Cumhurbaşkanı Erdoğan gençlere seslendi

Cumhurbaşkanı Recep Tayyip Erdoğan, gençlere seslenerek, “Bu tablo bize Türkiye’nin gençlerinin çoğu zaman onlar adına ahkam kesenlerden çok daha doğru çok daha sağduyulu şekilde ülkesini, dünyasını okuduğuna işaret ediyor. Sizlerden sadece hedeflerinize odaklanmanızı, ülkeniz milletiniz kendiniz için hayal kurmaya devam etmenizi istiyorum. Lütfen ne kendine, ne milletine faydası olan muhterislerin hayallerinizi çalmasına, cesaretinizi kırmasına, enerjinizi heba etmesine lütfen izin vermeyin” dedi.

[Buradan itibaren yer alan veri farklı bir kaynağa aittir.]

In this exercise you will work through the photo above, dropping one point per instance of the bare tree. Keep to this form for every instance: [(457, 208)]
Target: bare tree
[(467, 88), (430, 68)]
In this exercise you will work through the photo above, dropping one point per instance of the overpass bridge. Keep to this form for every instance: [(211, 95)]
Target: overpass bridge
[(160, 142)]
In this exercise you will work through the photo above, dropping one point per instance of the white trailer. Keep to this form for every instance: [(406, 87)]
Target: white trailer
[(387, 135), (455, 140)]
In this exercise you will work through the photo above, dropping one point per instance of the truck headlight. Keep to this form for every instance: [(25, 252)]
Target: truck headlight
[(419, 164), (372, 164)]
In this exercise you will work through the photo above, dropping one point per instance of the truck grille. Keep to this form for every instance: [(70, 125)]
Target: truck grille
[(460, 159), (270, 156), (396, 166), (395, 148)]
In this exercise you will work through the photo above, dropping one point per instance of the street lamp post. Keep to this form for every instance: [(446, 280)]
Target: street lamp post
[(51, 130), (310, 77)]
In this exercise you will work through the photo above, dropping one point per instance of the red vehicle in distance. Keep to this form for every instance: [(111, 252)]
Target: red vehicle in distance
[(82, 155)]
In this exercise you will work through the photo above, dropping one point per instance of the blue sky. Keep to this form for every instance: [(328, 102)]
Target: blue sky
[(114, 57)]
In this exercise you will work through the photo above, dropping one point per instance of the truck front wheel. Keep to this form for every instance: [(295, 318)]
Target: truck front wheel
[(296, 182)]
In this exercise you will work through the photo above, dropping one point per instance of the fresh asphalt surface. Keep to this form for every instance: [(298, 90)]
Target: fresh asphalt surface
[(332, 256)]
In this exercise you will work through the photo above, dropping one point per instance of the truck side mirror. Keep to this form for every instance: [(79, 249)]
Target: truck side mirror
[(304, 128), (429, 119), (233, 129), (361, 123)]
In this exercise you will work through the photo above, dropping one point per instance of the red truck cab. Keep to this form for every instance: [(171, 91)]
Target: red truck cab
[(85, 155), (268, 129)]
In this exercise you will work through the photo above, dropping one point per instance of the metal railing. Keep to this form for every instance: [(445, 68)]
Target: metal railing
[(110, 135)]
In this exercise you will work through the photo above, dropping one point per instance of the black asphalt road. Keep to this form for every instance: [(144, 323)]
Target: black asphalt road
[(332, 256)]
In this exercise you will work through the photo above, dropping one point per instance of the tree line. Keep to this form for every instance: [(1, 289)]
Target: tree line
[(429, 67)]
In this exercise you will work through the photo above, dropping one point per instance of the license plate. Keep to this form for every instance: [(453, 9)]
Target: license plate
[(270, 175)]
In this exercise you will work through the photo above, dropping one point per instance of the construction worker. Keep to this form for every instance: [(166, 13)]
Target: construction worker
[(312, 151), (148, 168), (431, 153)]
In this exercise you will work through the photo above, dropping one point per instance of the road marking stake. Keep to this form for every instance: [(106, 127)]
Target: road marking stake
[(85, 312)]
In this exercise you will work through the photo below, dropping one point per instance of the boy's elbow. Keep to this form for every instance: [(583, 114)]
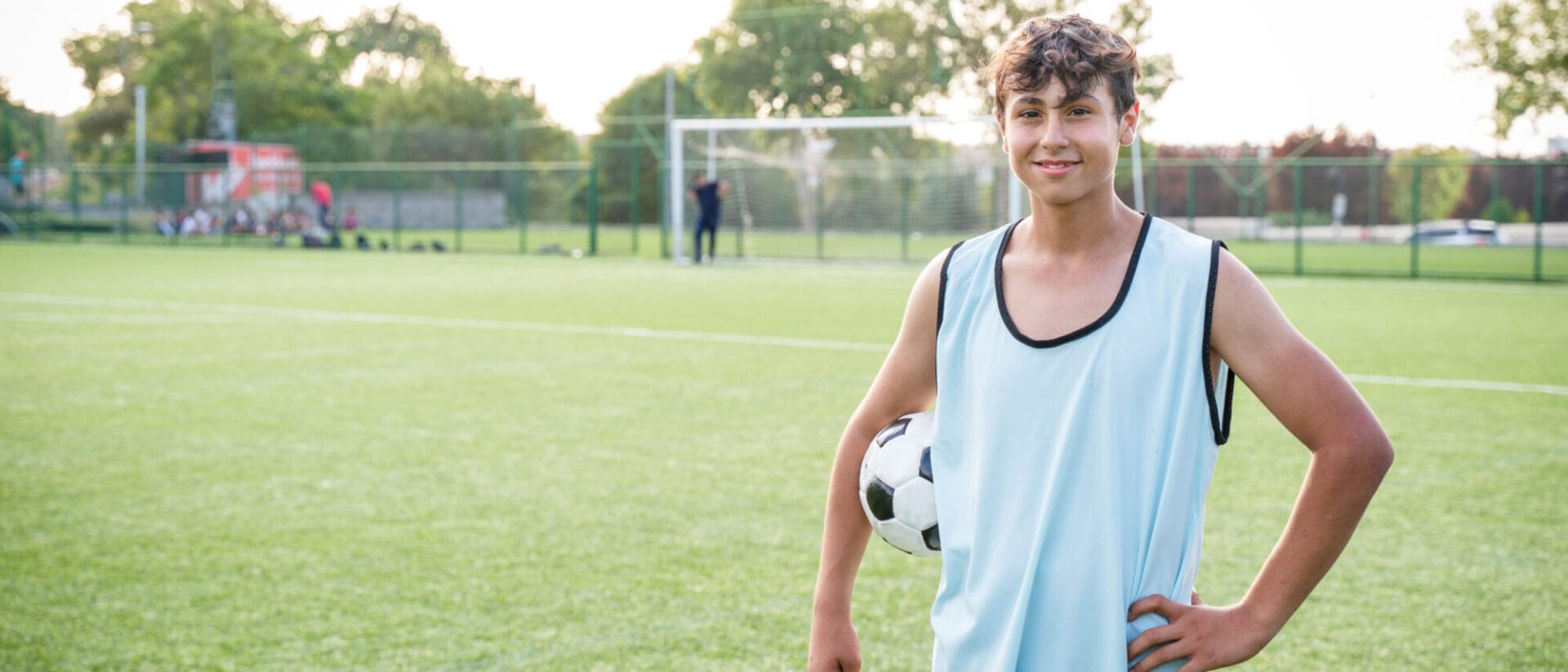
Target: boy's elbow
[(1374, 452)]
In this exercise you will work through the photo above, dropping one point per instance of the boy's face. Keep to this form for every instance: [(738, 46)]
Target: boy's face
[(1065, 151)]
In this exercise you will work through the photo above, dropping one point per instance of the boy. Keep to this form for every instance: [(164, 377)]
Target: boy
[(1085, 358)]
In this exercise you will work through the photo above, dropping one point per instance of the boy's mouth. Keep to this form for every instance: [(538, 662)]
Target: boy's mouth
[(1056, 167)]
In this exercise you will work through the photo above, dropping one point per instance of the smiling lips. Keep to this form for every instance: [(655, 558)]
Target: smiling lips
[(1056, 167)]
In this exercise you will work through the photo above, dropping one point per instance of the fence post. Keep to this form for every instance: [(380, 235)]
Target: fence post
[(822, 251), (637, 182), (664, 211), (1152, 189), (1295, 199), (593, 202), (1540, 215), (228, 206), (124, 207), (457, 199), (1414, 221), (1374, 206), (76, 204), (523, 211), (903, 215), (397, 211)]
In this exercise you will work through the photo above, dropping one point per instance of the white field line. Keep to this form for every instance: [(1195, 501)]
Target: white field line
[(430, 322), (639, 332)]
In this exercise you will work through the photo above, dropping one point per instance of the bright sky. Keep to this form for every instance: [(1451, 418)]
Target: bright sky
[(1250, 71)]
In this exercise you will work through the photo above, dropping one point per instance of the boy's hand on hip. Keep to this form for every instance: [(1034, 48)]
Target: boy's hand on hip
[(835, 648), (1208, 636)]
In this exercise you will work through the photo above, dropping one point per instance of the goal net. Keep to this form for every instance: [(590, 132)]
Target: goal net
[(841, 187)]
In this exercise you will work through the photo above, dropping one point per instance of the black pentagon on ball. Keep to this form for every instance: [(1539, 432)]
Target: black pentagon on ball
[(879, 499), (894, 429), (933, 541)]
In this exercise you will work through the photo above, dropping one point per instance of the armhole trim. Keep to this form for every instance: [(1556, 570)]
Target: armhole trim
[(941, 286), (1220, 421)]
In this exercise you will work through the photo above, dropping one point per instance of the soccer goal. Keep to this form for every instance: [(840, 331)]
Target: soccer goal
[(841, 187)]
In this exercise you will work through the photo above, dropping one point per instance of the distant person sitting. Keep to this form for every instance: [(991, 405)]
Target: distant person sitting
[(20, 176), (322, 193), (707, 196), (163, 223)]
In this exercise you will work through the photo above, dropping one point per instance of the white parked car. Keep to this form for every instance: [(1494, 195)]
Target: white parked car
[(1459, 232)]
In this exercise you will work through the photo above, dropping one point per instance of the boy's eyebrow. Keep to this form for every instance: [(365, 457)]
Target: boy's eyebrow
[(1041, 102), (1087, 96)]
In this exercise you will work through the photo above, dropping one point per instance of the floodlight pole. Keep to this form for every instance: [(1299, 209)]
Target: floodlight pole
[(1137, 172), (676, 193), (141, 145)]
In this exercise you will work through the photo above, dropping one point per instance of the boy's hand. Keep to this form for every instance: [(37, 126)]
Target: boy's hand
[(1208, 636), (835, 646)]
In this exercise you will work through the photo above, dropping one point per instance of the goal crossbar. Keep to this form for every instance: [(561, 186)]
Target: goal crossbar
[(676, 149)]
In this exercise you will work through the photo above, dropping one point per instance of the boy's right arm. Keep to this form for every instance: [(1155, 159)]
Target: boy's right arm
[(905, 384)]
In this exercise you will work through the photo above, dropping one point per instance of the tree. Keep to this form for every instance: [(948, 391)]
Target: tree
[(1319, 184), (1526, 42), (283, 73), (634, 134), (20, 127), (300, 82), (1445, 172), (836, 57)]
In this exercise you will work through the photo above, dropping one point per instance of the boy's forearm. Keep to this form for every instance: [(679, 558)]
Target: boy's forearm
[(1336, 491), (844, 536)]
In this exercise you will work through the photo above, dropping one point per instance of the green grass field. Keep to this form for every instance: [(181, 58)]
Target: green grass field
[(315, 460), (621, 240)]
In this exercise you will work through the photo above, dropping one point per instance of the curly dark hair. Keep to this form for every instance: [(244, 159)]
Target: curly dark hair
[(1075, 51)]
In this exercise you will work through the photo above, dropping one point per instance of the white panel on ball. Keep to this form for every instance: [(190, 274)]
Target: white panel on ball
[(915, 503)]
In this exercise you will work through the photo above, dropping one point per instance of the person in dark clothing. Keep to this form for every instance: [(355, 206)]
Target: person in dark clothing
[(707, 198)]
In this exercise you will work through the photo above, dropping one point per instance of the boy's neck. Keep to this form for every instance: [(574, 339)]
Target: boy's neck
[(1079, 228)]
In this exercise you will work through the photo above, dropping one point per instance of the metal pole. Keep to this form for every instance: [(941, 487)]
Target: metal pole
[(1295, 172), (1137, 174), (822, 247), (664, 172), (397, 211), (523, 211), (1540, 213), (1192, 196), (141, 145), (1414, 223), (637, 185), (903, 215), (76, 204), (457, 179), (124, 207), (593, 202), (676, 206)]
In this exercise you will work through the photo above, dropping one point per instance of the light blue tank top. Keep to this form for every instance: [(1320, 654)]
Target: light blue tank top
[(1071, 474)]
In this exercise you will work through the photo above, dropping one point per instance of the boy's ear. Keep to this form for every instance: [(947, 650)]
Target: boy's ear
[(1129, 122)]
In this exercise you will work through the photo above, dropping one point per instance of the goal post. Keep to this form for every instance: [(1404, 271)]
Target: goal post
[(799, 182)]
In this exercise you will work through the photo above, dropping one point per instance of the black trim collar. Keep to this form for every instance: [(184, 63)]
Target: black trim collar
[(1076, 334)]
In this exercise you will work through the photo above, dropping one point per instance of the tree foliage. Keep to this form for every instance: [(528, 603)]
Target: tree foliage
[(1445, 174), (1526, 42), (385, 69), (841, 57), (20, 127)]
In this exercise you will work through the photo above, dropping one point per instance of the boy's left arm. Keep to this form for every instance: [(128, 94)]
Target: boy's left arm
[(1351, 455)]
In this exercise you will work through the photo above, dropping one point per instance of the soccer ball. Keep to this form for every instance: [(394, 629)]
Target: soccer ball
[(896, 484)]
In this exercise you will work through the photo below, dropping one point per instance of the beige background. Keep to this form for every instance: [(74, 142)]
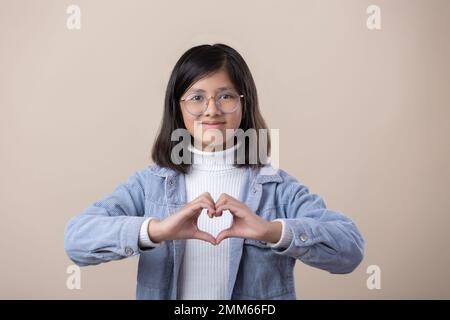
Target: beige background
[(363, 118)]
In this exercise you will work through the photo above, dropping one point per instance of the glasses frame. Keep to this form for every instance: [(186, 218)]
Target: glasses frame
[(216, 103)]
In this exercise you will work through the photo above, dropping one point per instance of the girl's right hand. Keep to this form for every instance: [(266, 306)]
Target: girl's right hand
[(183, 223)]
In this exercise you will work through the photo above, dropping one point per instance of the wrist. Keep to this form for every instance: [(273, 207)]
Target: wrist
[(273, 232), (154, 231)]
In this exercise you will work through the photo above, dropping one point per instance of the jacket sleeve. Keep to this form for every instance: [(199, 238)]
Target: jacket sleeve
[(109, 228), (321, 238)]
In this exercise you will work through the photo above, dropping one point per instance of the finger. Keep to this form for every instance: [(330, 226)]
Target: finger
[(197, 207), (222, 199), (206, 196), (224, 234), (234, 210), (201, 235)]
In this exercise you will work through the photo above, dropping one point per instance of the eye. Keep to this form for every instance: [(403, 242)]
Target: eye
[(226, 96), (195, 98)]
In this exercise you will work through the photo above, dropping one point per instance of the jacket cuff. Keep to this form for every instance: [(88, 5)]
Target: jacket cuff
[(285, 239), (144, 239)]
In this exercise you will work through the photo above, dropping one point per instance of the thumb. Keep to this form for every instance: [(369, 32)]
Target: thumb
[(201, 235), (224, 234)]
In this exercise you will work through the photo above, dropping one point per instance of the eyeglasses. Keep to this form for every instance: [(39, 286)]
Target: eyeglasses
[(197, 104)]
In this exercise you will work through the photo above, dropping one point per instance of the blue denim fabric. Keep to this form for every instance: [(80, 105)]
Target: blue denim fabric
[(109, 230)]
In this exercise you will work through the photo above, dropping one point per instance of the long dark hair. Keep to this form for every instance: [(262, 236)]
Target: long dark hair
[(196, 63)]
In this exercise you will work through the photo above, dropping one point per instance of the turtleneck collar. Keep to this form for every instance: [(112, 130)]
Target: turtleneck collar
[(213, 160)]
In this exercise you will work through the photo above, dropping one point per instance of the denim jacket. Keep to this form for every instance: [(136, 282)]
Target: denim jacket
[(109, 230)]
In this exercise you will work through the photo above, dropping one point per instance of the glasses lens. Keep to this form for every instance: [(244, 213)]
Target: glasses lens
[(195, 103), (228, 101)]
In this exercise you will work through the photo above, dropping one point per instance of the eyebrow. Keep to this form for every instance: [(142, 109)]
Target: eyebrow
[(217, 90)]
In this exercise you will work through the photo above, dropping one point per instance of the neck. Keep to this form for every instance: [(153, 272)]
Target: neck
[(213, 160)]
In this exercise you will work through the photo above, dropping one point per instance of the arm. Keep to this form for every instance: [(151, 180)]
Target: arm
[(108, 229), (319, 237)]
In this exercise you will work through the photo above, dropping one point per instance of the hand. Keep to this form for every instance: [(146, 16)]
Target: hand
[(183, 223), (246, 224)]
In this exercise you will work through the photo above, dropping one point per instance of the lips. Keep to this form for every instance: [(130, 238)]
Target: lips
[(212, 124)]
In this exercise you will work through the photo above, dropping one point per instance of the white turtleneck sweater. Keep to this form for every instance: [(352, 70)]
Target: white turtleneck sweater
[(204, 270)]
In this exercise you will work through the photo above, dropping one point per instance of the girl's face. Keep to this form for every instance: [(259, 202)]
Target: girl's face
[(213, 122)]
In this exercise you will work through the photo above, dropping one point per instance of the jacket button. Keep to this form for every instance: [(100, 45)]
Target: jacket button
[(128, 251)]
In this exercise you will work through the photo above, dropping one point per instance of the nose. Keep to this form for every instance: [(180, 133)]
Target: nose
[(212, 109)]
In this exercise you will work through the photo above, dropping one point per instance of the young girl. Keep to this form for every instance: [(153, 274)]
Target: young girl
[(217, 225)]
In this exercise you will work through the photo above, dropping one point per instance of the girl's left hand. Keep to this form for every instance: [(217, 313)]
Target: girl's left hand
[(246, 224)]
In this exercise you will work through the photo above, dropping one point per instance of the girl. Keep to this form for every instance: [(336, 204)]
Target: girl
[(218, 224)]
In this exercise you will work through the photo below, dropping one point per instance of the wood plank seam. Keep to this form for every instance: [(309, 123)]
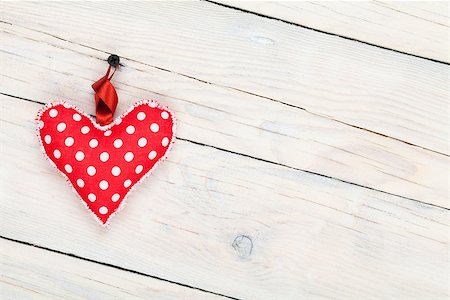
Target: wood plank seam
[(251, 93), (272, 162), (115, 267), (325, 32)]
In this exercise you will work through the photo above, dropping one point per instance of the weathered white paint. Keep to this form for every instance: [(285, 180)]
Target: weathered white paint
[(232, 225), (226, 118), (208, 218), (419, 28), (32, 273), (390, 93)]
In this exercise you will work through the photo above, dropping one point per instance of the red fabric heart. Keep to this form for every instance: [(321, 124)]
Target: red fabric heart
[(104, 163)]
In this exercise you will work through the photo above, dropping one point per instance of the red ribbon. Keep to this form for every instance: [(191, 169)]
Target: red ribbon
[(105, 99)]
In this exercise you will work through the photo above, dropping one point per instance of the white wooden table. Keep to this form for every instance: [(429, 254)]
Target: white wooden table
[(311, 162)]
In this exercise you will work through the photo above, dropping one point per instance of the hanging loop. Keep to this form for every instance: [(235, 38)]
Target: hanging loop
[(105, 94)]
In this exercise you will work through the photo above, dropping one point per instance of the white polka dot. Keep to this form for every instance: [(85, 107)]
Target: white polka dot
[(129, 156), (104, 156), (103, 184), (93, 143), (141, 116), (127, 183), (139, 169), (130, 129), (91, 170), (80, 182), (68, 168), (103, 210), (142, 142), (76, 117), (118, 143), (115, 197), (53, 113), (154, 127), (61, 127), (115, 171), (152, 155), (85, 129), (57, 153), (79, 156), (69, 141)]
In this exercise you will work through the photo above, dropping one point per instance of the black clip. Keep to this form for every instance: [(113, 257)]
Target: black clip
[(114, 60)]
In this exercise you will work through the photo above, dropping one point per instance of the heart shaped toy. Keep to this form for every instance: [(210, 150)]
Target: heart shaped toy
[(104, 163)]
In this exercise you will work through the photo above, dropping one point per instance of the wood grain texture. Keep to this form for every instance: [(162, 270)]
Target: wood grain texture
[(418, 28), (226, 118), (231, 224), (396, 95), (31, 273)]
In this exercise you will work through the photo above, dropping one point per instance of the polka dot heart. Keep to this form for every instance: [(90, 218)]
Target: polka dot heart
[(104, 163)]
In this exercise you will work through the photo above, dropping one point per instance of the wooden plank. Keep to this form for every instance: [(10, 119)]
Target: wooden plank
[(230, 224), (396, 95), (418, 28), (32, 273), (226, 118)]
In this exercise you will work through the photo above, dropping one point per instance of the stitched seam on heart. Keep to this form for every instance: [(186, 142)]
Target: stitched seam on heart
[(105, 128)]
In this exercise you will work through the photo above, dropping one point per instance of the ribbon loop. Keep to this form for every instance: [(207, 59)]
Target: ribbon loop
[(105, 98)]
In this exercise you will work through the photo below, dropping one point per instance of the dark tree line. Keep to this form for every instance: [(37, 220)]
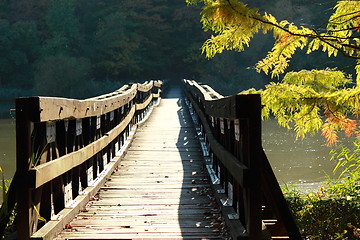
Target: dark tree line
[(82, 48), (76, 47)]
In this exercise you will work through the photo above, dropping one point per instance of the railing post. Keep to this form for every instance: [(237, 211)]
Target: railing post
[(253, 162), (23, 151)]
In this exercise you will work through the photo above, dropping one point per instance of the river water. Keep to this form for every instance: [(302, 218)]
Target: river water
[(304, 163)]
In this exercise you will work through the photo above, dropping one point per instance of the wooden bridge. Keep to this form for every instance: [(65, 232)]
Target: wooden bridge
[(143, 163)]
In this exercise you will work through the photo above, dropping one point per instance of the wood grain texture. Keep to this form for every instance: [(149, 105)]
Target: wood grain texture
[(157, 191)]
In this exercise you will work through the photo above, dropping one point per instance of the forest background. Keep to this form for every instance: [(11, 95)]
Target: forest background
[(83, 48)]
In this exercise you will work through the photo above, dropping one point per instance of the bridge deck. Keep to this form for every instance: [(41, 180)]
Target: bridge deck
[(160, 190)]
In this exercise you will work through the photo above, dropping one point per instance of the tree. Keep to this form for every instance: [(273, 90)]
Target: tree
[(302, 97)]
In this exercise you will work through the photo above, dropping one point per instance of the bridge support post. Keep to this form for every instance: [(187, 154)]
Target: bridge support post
[(23, 161), (252, 159)]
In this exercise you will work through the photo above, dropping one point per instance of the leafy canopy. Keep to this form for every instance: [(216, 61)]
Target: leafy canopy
[(301, 98)]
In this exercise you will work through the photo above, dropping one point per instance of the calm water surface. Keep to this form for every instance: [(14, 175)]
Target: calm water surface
[(300, 162), (303, 163)]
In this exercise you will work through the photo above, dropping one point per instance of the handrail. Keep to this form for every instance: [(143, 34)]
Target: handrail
[(66, 149), (230, 130)]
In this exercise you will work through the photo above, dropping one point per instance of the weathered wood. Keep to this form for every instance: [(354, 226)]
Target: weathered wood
[(157, 191), (237, 169), (72, 144), (23, 142), (235, 124), (141, 106), (50, 170), (59, 221)]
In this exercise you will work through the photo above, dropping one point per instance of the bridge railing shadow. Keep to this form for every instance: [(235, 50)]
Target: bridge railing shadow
[(244, 183)]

Cumhurbaşkanı Recep Tayyip Erdoğan, Türkiye Gençlik Zirvesi programına katıldı. Zirvede konuşan Cumhurbaşkanı Recep Tayyip Erdoğan, “Bu toplantılar vesilesiyle bir kez daha görüyoruz ki, millet olarak ufku ve vizyonu açık pırıl pırıl gençlere sahibiz. Ne diyorlar;’ ne olacak bu gençlerin hali’, diyerek sürekli şikayet edenlere inat bizim gençlerimiz okuyor, araştırıyor, Türkiye ve dünyayı takip ediyor. Gençlerimiz büyüyen ve güçlenen bir ülkenin vatandaşı olduklarının bilinciyle geleceğe kendilerini en güzel şekilde hazırlıyorlar. Her açıdan daha donanımlı, özgüven, ahlak sahibi, Üstadın ifadesiyle ‘dava taşını gediğine koyacak bir gençlik’ geliyor. Kendilerine güvendiğimiz gençlerin başarı grafiği her alanda giderek yükseliyor. Uluslararası spor müsabakalarında genç sporcularımız, daha önce sınırlı varlık gösterdiğimiz branşlarda bile zirveyi artık kimseye kaptırmıyor” dedi.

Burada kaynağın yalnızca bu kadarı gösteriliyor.